Maibockanstich im HofbräuhausWeniger Söder, mehr Feminismus

Lesezeit: 4 Min.

Django Asül während seiner Rede beim Maibockanstich im Hofbräuhaus. Danach tobte der Applaus.
Django Asül während seiner Rede beim Maibockanstich im Hofbräuhaus. Danach tobte der Applaus. (Foto: Robert Haas)

Wegen der Koalitionsverhandlungen in Berlin fehlt im Hofbräuhaus ein gewohnter Fixpunkt. Und Kabarettist Django Asül versucht, elegant einen Bogen zu spannen.

Von René Hofmann, München

Deutschland steht vor Veränderungen, das war deutlich zu merken beim Maibockanstich am Mittwochabend im Münchner Hofbräuhaus.
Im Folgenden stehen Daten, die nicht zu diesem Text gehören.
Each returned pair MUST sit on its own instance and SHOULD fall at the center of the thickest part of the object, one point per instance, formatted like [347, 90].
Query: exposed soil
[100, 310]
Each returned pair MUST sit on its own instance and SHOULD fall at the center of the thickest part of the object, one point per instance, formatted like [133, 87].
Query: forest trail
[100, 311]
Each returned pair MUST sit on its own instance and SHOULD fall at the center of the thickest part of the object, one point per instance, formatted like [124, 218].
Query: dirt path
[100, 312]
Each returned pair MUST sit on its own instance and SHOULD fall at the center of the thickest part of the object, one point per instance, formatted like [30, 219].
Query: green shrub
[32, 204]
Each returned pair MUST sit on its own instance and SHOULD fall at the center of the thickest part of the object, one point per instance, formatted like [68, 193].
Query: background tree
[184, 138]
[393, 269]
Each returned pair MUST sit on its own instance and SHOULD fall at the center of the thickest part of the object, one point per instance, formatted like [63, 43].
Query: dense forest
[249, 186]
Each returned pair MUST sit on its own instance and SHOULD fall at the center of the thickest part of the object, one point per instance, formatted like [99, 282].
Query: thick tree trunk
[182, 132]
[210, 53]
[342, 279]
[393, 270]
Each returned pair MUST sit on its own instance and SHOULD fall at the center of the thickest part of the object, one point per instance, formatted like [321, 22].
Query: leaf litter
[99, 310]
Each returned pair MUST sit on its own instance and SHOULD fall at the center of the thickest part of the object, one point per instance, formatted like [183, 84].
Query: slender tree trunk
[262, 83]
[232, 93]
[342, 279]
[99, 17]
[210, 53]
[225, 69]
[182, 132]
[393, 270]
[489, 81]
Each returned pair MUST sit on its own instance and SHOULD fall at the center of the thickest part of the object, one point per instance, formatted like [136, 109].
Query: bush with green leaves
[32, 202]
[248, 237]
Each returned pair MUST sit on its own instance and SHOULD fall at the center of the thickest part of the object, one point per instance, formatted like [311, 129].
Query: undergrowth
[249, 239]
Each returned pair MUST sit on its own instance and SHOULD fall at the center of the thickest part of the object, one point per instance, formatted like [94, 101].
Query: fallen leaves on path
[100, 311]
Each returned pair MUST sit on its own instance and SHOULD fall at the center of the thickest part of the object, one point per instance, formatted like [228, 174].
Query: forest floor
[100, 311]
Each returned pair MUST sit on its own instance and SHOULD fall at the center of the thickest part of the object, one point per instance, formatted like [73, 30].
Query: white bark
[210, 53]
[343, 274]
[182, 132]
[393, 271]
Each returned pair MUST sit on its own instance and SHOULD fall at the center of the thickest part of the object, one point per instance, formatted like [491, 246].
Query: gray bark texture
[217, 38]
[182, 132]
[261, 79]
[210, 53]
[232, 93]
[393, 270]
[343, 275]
Das Starkbier aus der Brauerei, die wie die Gaststätte dem bayerischen Staat gehört, ist Münchens ältestes Bockbier. Die Veranstaltung, auf deren Einladungskarten bis 1954 stand „Zutritt nur für Herren“ und bei der bis in die 1980er-Jahre ein echter Ziegenbock Probe trank, ist eine feste Größe im Münchner Veranstaltungskalender.

600 geladene Gäste, das BR-Fernsehen überträgt die Highlights: Eine solche Bühne lässt sich Markus Söder wirklich nur in Ausnahmefällen entgehen. „Stark“ und „vollmundig“: So wie der untergärige Maibock mit dem Alkoholgehalt von 7,2 Prozent vermarktet wird, präsentiert der Ministerpräsident sich und seine CSU ja auch gerne. An diesem Abend aber ging Wichtigeres vor: die Koalitionsverhandlungen in Berlin.

Wie die Fastnacht in Franken und das Derblecken auf dem Nockherberg – den anderen beiden festen Quotengrößen des BR – bezieht auch der Maibockanstich einen großen Teil seines Reizes daraus, dass diejenigen, über die auf der Bühne gesprochen wird, meist unmittelbar vor dieser sitzen. Ohne Söder fehlte dem Abend deshalb zwar ein Fixpunkt, doch wer wollte, konnte auch darin ein Zeichen sehen, das in die Zukunft weist: Irgendwie geht es doch immer und auch immer weiter, selbst wenn einer fehlt, der sich aktuell noch für unersetzlich hält.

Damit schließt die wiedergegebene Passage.